Brazil travel driving new Region Nine COVID-19 infections – Chairman

Bryan Allicock
Bryan Allicock

After weeks without recording a positive case of COVID-19, Region Nine currently has at least nine active infections, which Regional Chairman Bryan Allicock says is a result of persons continuing to traverse between Guyana and Brazil.

A statement by the Regional Health Officer (RHO) Niaal Uthman revealed that majority of the positive cases are being kept in home isolation due to the fact that they are asymptomatic. It was also revealed that one of the positive case in being isolated in Region Eight after enquiries revealed that the person is from Region Nine but recently travelled to Region Eight to conduct business activities. That person tested positive for COVID-19 while in Region Eight.

In addition, the RHO revealed that 18 persons who were in contact with the positive cases are currently in home quarantine. So far, the region has one recorded four deaths as a result of COVID-19.
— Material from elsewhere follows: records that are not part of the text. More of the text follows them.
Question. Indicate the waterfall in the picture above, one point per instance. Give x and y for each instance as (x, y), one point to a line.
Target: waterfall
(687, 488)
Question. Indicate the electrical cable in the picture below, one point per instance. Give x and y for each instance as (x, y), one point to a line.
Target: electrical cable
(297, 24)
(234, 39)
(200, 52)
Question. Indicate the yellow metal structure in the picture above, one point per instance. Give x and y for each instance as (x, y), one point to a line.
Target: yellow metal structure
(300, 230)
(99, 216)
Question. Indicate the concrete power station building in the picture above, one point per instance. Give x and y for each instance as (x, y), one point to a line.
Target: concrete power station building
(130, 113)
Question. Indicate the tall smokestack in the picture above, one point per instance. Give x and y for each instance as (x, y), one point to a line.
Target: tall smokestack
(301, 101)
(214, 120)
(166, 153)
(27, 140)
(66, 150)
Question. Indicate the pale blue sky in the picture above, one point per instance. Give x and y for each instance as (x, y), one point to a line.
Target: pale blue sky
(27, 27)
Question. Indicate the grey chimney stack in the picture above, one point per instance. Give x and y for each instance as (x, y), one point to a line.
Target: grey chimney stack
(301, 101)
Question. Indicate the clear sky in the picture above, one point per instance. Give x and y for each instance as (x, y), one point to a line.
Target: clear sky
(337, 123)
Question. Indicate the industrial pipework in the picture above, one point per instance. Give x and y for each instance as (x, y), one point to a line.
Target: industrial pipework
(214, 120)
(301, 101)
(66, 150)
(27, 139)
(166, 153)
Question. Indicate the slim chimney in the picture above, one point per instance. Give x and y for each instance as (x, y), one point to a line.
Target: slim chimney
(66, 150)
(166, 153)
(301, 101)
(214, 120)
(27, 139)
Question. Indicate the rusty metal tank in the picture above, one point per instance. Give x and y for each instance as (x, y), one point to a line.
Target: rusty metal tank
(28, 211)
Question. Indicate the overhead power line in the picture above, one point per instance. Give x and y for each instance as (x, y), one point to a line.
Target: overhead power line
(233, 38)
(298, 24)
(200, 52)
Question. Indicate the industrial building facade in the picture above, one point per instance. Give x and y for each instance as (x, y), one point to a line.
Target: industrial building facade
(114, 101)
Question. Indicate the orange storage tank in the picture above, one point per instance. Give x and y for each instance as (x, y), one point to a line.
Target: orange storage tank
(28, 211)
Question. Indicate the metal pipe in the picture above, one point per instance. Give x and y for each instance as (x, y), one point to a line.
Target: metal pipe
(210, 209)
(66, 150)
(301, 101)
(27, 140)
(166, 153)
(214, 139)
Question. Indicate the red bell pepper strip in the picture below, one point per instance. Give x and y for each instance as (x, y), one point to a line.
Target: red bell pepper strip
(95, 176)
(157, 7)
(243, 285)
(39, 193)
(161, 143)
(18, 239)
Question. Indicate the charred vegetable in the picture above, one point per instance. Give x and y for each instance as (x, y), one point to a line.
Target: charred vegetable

The region is currently awaiting the results for four more persons who are in home quarantine.

According to Allicock, the new COVID-19 cases are from Potarinau and its satellite villages, Katuur and Baitoon in the South Central Rupununi, and St. Ignatius and Lethem in the Central Rupununi.

He said, initially the region only had three active cases in these communities, all of which were imported from Brazil.

“We started getting cases because people are refusing to adhere to the restrictions…. Yes, they are wearing masks but some people have been travelling back and forth between the Region and Brazil and that is how come after a couple of weeks we started getting back COVID-19 cases,” he said.

 The Regional Chairman went on to say that after the first three cases were recorded, when they tested relatives of these persons they found that these close contacts of the COVID-19 positive patients were infected with the virus and hence the rise in cases. “It is only when those persons returned to Guyana that we found that they were positive,” he said.

Presently, Allicock added, the situation is under control but the number of infections is likely to rise because people are traversing between the two countries and regional authorities are unable to control that particular situation.

“We can’t control that situation, we don’t have enough person to control that, the border is very large.  We don’t have the manpower,” Allicock lamented.

Potarinau and its two satellite village were the first communities in Region Nine to record cases of COVID-19. This was as a result of someone from Potarinau travelling to a nearby community in Brazil. Upon that person’s return to Guyana, he visited not only Potarinau but its satellite villages as well.

With strict measures, Allicock had stated in a previous report, they were able to control the spread of the disease and in October and November, the region did not record a single case of COVID-19 although testing was ongoing during those months.

“The border between Brazil is always a problem,” he said.